An estimated 10,000 Irish women and girls were sent to work without pay and subjected to abuse at the Magdalene Laundries.

Campaign for justice for victims of the Magdalene Laundries. Photo from Content Queen (@clare_cronin ) twitter account dated June 6, 2018.

KUALA LUMPUR, April 1 – The last of the Magdalene Laundries where thousands of unmarried mothers and unwanted women were forced to work without pay under wretched circumstances will be preserved as a state funded site of “national conscience”, reported the New York Times.

The decision to preserve the site of the former Magdalene Laundry in Sean McDermott St in Dublin city centre as a memorial to all victims of incarceration and abuse in church and state-run institutions was announced by the Irish government, overturning a previous decision by the Dublin City Council, the owner of the former convent and laundry, to sell the site for redevelopment as a budget hotel.

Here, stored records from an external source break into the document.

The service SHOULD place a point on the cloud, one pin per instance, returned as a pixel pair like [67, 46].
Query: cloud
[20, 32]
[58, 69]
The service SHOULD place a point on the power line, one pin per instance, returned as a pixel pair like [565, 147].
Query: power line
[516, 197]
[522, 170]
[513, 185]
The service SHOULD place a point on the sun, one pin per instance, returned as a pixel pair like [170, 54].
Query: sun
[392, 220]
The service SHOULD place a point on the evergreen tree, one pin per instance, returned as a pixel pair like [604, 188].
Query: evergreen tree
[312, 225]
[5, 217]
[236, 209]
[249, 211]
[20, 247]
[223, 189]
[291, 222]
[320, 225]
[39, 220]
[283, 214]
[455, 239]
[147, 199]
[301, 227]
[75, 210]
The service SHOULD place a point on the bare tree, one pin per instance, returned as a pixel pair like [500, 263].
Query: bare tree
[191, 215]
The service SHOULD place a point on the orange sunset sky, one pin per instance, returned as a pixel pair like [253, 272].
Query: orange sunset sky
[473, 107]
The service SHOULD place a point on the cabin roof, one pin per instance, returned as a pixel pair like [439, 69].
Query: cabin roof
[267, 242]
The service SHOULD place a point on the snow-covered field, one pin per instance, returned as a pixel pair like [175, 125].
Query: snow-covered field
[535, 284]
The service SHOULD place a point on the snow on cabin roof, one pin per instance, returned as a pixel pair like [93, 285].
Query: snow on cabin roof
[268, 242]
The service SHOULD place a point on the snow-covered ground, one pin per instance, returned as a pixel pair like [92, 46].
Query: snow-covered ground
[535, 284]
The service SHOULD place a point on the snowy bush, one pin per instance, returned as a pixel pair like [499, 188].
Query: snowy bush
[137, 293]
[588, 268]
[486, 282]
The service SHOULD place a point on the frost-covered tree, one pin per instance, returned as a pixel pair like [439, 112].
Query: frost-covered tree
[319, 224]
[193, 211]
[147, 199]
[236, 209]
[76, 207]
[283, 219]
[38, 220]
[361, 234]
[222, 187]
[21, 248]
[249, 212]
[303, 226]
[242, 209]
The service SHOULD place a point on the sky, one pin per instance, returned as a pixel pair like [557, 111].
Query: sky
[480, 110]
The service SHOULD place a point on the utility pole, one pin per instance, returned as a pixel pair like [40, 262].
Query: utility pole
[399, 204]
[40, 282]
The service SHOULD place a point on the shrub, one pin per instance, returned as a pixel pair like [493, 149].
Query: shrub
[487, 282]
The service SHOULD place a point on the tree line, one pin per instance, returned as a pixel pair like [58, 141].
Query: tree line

The National Museum of Ireland will spearhead the development of a museum and exhibition space at the site, which will also include a research centre and repository of records on institutional trauma related to the laundries, schools and homes, that have remained inaccessible to scholars and survivors themselves. The site will also include social housing and an educational facility.

It is estimated that 10,000 Irish women and girls were sent to these workhouses, run by Roman Catholic nuns, where they mostly remained until they died. Those incarcerated in the Magdalene Laundries included women perceived to be promiscuous, unmarried mothers, the daughters of unmarried mothers, those who were considered a burden on their families or the state, those who had been sexually abused, or had grown up in the care of the church and state.

A number of revelations in recent years have exposed the horrific conditions of these Catholic Church-run institutions, which operated from the 18th to the late 20th centuries. In 1993, an unmarked mass grave containing 155 corpses was found underneath a laundry in Dublin.

The decision to construct a public memorial and education centre at the site of the last Magdalene Laundry, which closed down in September 25, 1996, comes on the heels of a prolonged campaign by organisations representing survivors of the laundry and other former institutions where rejected women and children were incarcerated, such as county workhouses, industrial schools for unruly children, and Mother and Baby homes, where women pregnant out of wedlock were confined under horrific conditions, until they gave birth.

In November last year, the Irish government approved a proposal for a Mother and Baby Institutions Payment Scheme. 

 “The Mother and Baby Institutions Payment Scheme is a wide scheme which will benefit 34,000 survivors to the value of €800 million (RM3.75 billion). It encompasses but also extends well beyond the recommendations of the Commission of Investigation. It represents a significant milestone in the State’s acknowledgment of its past failures and of the needless suffering experienced by so many of its citizens,” said Roderic O’ Gorman, Ireland’s Minister for Children, Equality, Disability, Integration and Youth in a statement.